VaxGen was to develop a replacement for a version of the vaccine currently used by the military and made by Emergent BioSolutions of Gaithersburg. That drug must be administered over 18 months in six shots and has been subject to controversy. Some soldiers have resisted being vaccinated and others have complained about side effects, but the FDA has said the drug is safe.
HHS had hoped that VaxGen's vaccine could be produced more quickly in an emergency and administered over a shorter period of time. "It just illustrates the uncertainty that surrounds developing a vaccine. Even in the best of circumstances, it's a risky undertaking," said Robert Kadlec, the former director for biodefense on the White House's Homeland Security Council. "But when you put it in the hands of a company that hasn't had a proven product, it's even chancier."

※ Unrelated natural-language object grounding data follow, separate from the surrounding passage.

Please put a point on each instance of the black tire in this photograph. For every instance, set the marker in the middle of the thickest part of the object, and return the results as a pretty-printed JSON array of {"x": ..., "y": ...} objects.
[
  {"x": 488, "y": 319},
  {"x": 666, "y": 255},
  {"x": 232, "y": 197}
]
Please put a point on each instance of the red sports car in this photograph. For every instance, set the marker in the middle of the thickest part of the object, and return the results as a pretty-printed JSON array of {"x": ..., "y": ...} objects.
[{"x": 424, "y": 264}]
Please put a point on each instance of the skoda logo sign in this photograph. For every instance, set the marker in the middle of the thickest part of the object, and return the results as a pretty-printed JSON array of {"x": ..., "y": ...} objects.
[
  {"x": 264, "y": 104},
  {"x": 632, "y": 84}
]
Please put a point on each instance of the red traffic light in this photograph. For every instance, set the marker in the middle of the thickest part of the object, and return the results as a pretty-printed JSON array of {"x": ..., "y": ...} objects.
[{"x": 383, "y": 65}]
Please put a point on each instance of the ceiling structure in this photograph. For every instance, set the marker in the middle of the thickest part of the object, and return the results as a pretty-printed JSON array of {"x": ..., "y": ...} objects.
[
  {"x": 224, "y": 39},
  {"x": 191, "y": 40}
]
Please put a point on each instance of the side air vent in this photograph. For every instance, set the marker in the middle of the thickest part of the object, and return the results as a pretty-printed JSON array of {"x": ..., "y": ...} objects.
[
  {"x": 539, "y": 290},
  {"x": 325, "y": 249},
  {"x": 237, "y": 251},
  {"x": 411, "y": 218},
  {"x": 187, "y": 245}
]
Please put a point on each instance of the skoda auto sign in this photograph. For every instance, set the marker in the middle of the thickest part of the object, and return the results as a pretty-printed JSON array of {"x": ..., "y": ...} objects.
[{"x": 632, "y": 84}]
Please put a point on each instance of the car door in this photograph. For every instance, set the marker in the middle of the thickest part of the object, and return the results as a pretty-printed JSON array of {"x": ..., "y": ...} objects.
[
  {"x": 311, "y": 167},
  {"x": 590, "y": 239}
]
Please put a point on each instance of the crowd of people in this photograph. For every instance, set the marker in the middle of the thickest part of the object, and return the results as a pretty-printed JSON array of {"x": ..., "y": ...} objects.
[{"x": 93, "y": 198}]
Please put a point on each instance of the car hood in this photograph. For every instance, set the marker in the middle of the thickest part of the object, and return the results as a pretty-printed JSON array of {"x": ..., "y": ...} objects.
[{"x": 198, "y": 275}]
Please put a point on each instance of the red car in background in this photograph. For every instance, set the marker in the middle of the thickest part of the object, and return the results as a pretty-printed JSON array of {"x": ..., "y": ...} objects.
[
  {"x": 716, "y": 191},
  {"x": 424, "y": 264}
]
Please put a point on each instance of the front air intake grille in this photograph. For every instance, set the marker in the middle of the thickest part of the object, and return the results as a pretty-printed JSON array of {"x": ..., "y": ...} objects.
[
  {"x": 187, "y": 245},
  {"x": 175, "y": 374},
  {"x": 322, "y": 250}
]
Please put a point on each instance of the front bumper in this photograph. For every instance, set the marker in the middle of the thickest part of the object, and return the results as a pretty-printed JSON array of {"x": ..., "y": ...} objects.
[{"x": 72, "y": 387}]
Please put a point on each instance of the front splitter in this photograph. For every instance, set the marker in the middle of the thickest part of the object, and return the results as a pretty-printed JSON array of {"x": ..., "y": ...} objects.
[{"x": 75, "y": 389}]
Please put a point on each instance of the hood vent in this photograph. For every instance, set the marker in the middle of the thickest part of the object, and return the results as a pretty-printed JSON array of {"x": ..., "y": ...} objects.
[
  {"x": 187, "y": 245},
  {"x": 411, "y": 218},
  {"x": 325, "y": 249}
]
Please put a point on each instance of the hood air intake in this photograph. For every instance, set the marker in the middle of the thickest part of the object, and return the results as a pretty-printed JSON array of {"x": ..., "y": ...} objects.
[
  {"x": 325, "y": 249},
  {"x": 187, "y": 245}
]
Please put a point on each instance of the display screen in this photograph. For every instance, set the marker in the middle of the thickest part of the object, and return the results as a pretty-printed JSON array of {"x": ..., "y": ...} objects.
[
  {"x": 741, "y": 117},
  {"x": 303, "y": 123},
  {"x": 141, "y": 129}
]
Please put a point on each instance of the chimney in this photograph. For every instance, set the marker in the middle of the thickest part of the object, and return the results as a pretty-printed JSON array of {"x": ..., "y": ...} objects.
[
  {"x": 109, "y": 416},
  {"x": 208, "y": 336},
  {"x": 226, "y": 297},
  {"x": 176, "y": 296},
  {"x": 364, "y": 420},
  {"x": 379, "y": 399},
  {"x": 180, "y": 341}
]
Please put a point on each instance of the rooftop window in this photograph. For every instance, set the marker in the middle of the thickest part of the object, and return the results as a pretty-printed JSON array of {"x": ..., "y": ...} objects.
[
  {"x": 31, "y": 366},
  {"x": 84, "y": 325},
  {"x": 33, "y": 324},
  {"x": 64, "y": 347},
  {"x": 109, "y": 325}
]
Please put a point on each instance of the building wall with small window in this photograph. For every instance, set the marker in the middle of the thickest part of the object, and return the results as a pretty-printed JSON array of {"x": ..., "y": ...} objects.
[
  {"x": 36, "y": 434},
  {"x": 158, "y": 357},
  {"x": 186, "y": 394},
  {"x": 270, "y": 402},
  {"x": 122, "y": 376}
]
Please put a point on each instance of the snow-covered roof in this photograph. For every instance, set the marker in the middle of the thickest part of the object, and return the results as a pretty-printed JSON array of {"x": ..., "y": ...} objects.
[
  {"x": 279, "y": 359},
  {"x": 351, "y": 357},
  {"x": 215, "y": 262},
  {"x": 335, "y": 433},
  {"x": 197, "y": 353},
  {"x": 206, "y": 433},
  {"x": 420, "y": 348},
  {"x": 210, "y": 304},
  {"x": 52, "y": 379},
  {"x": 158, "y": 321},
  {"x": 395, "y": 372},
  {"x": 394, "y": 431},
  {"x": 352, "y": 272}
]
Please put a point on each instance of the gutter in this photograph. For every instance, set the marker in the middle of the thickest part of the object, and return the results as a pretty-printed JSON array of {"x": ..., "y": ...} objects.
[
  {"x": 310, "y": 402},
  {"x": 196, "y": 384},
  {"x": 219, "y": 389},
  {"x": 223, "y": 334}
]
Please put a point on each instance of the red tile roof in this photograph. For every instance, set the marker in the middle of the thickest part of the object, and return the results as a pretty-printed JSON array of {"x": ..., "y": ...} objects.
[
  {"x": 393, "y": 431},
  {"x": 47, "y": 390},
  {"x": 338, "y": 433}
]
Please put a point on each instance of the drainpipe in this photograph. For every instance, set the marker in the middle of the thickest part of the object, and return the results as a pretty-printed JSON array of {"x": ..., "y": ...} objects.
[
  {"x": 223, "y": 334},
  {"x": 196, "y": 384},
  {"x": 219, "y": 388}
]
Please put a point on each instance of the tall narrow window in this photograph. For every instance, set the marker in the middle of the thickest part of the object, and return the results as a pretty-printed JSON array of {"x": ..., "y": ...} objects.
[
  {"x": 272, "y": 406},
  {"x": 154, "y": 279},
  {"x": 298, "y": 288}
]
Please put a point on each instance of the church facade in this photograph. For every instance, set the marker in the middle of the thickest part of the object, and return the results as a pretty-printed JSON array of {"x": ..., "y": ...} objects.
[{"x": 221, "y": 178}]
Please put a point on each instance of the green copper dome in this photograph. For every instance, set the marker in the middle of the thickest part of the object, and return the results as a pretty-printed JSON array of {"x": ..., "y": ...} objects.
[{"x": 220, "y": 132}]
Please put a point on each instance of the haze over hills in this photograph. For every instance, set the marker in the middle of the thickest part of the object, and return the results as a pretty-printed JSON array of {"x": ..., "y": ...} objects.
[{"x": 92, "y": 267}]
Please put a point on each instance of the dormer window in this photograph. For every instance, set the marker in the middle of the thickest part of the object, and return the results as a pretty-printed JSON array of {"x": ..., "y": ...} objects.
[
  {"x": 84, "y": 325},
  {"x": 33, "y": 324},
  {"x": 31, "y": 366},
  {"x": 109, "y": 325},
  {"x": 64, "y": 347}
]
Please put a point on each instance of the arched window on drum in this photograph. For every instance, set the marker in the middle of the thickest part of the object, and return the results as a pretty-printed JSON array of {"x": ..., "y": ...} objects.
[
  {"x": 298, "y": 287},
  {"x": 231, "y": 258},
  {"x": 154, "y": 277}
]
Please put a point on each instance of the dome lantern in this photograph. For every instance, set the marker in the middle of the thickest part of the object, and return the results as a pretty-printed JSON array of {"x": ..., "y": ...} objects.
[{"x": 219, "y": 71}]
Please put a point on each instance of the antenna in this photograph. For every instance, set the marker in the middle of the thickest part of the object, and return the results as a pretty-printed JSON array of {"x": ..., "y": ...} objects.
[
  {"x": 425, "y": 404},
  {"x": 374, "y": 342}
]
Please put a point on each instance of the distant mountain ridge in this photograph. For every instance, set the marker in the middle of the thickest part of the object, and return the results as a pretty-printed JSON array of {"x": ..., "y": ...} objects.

It is unclear how soon any of the alternatives could be produced. Emergent is working on improvements to its vaccine, including halving the number of shots required and extending its shelf life beyond three years, a company spokesman said. The U.S. Army Medical Research Institute of Infectious Diseases plans to spend $14 million in fiscal 2007 researching anthrax vaccines as well as treatments and diagnostic tools.
Avecia, which has an NIH contract to develop a vaccine, may be the closest to an alternative. The company has produced some preliminary data from human tests, Michael Kurilla, director of the Office of Biodefense Research Affairs at NIH, said. "So far the vaccine has been demonstrated to be safe," Kurilla said. But those human trials are not completed and the FDA will review the results, he said. It is unclear how long it would take for the product to be ready for wide distribution.
"There are still a number of specific actions you have to do in terms of bringing a product to commercial-scale production," Kurilla said.
In June, Avecia was awarded a $4 million grant from the National Institute of Allergy and Infectious Diseases to develop another version of the vaccine that would not need refrigeration. "That is much earlier in the pipeline," Kurilla said. An Avecia spokesman did not return a call for comment.
The NIH is also spearheading research on a third generation of the vaccine. That version could be stored at room temperature, would require fewer doses, and would not require a needle, Kurilla said. One or more contracts will be awarded next year, he said. "This is not something that is going to be a short-term event," he said.